AA is an immune-mediated bone marrow failure syndrome. The pathophysiology of AA occurs via immune destruction in HSCs attacked by CD8+ cytotoxic T cells (CTLs), CD4+ Th1 and Th17 cells [26, 27]. CTLs produce pro-inflammatory cytokines, including IFNγ and TNFα, to activate the Fas-dependent pathway to induce the apoptosis of CD34+ HSCs [2]. A proper balance between Th1 and Th2 is important in maintaining the homeostasis of hemopoietic progenitor cells. Untreated AA patients have a higher proportion of Th1 cells, which produce IFNγ and IL-2, due to a shift in the IFNγ/IL-4 ratio induced by the immune response [28]. Aberrant activated Th1 cells also secrete IFNγ and TNFα, contributing to the immune attack of HSCs and inhibiting hematopoietic colony formation [29]. The impaired function of CD4+CD25+Foxp3+ Tregs has been confirmed to contribute to the pathogenesis of autoimmune diseases including AA [30]. Tregs appear to have intrinsic impairment of functions of suppressing normal effector T cell effects and the production of IFNγ in patients with AA [31, 32]. The Treg-mediated immunosuppressive strategy is beneficial to suppress excessive Th immune response in AA [7]. Th17 cells specifically secreting IL-17 were expanded in the acquired AA, which was correlated with the severity of this disease. The expansion of Th17 cells correlated with the depletion of Tregs and showed a reciprocal function between Th17 and Tregs, contributing to the autoimmune process of AA [27]. The combination of Th1 and Th17 expansion and the decrease in the Th2 and Tregs immunophenotype and function contributed to the hematopoietic failure induced by the immune attack on the bone marrow [33].
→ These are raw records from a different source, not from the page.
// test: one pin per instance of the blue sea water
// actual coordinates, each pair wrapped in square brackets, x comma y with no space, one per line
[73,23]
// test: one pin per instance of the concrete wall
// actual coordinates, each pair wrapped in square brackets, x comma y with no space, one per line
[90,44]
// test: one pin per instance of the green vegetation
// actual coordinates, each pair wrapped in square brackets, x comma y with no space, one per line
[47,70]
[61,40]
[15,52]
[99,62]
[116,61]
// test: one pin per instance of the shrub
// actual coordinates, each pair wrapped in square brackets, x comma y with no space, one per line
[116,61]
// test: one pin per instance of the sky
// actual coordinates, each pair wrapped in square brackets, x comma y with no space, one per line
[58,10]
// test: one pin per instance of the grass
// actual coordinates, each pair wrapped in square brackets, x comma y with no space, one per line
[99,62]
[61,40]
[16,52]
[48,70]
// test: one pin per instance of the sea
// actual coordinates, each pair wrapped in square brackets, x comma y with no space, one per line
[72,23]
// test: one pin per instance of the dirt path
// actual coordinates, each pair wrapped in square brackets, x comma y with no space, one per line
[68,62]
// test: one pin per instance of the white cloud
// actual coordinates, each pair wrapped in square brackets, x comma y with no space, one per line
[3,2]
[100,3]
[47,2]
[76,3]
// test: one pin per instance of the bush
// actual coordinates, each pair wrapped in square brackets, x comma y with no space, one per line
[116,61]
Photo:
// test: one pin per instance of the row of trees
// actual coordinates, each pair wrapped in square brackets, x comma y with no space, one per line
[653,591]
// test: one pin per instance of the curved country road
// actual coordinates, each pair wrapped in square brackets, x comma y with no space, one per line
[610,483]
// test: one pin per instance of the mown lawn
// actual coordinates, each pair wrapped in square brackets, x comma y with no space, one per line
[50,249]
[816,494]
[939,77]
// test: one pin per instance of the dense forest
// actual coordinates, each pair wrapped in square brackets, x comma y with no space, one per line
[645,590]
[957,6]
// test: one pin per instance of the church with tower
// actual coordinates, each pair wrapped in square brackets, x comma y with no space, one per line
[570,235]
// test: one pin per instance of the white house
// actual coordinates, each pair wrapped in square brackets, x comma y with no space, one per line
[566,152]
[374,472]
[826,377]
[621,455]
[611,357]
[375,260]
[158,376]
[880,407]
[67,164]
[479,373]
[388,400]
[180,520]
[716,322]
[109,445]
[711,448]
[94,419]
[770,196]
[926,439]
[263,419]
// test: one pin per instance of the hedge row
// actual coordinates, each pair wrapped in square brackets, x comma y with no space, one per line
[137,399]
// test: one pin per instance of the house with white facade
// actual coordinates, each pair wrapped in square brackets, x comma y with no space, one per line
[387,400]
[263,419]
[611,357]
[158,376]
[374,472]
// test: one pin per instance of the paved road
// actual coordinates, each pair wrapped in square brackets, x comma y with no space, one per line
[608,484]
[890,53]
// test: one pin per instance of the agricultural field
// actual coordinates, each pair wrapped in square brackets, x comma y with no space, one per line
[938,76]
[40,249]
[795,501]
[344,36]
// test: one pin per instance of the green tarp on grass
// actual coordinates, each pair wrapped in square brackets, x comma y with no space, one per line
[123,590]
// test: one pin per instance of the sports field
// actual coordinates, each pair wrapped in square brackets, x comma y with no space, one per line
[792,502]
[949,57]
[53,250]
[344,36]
Our sudy confirmed that DGBX treatment could decrease the proliferation and differentiation of effector T cells and impair Treg-mediated immunosuppressive functions. DGBX treatment inhibited the activiation of the Jak/Stat signaling pathway by regulating the expression of key molecules and contributed to the repair of aberrant immune responses and deficiencies in hematopoietic cells. These results suggest that DGBX might be tried in a randomized study for AA, although more data on the possible side effects and doses in humans are needed. The hope is that DGXB could eventually be used against AA in modern complementary and alternative immunosuppressive therapeutics.